Bhatti, who lives in the leafy London suburb of Wimbledon with his wife and young daughter, is currently a customer of Abbey National, a traditional, Western bank. He has had no objection to using conventional Western financial products. However, in the past, the couple were customers of the Bank of Kuwait when they bought a home costing nearly $200,000 in the London district of Croydon.
The Bank of Kuwait valued the house at about $270,000, based on what it was expected to be worth at a later date, and arranged for the family to pay the money back in equal installments over the next 16 years. Now, Bhatti is planning to return to such an arrangement by transferring his conventional mortgage to an Islamic bank.
"With the current economic situation, our plans to go back to Islamic banking are not just about religion, they're a financial decision. It's more secure ... and it's clearer for the future," he says.

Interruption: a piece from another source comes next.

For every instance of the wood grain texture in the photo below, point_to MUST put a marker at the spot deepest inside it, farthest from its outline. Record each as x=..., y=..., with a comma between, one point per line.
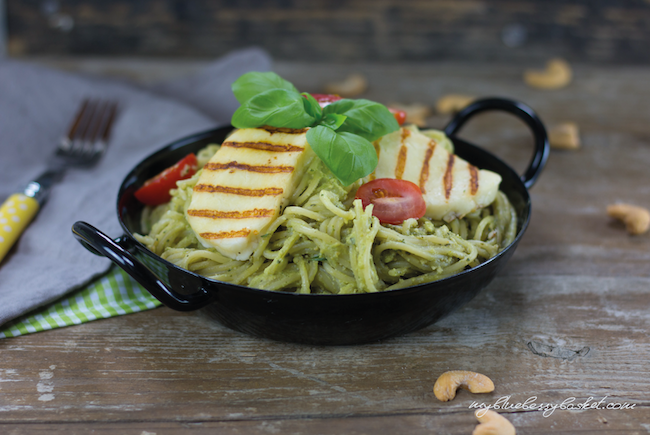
x=567, y=319
x=346, y=30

More than 26 banks in the UK offer Islamic financial products, including major institutions such as HSBC. Six Islamic banks are wholly compliant with sharia law. A pioneer of Islamic retail banking has been the Islamic Bank of Britain, which has 64,000 account holders and branches in cities including London, Birmingham, and Manchester. The bank recently launched its most competitively priced sharia mortgage to date, offering terms that company executives hope will lure takers beyond its core market of Britain's 2 million working Muslims.
This country's growing Muslim community is helping broaden London's reputation as a financial capital, says Patrick Lamb, an official who joined a British government delegation this week to the World Islamic Banking Conference in Bahrain, where the UK authorities and a range of London-based banks and firms showcased their expertise.
"We have by far the largest concentration of Islamic finance anywhere in Europe," Mr. Lamb says.
Along with home and retail finance, increasing numbers of companies are also turning to Islamic finance to raise money for expansion, ranging from steel manufacturers to luxury gift firms, which are often owned by Muslims or have Muslim shareholders. Money from wealthy Gulf investors has been pouring into Britain in recent years. There is no more potent symbol of this than the skyline of London's financial center, known as The City.
A fund from Kuwait spent more than $600 million recently to buy the Willis Building, one of the tallest in the district, while nearly $3 billion is coming from Qatar to finance the building of what will be Europe's tallest building, a 1,000-foot-tall structure known as the Shard of Glass.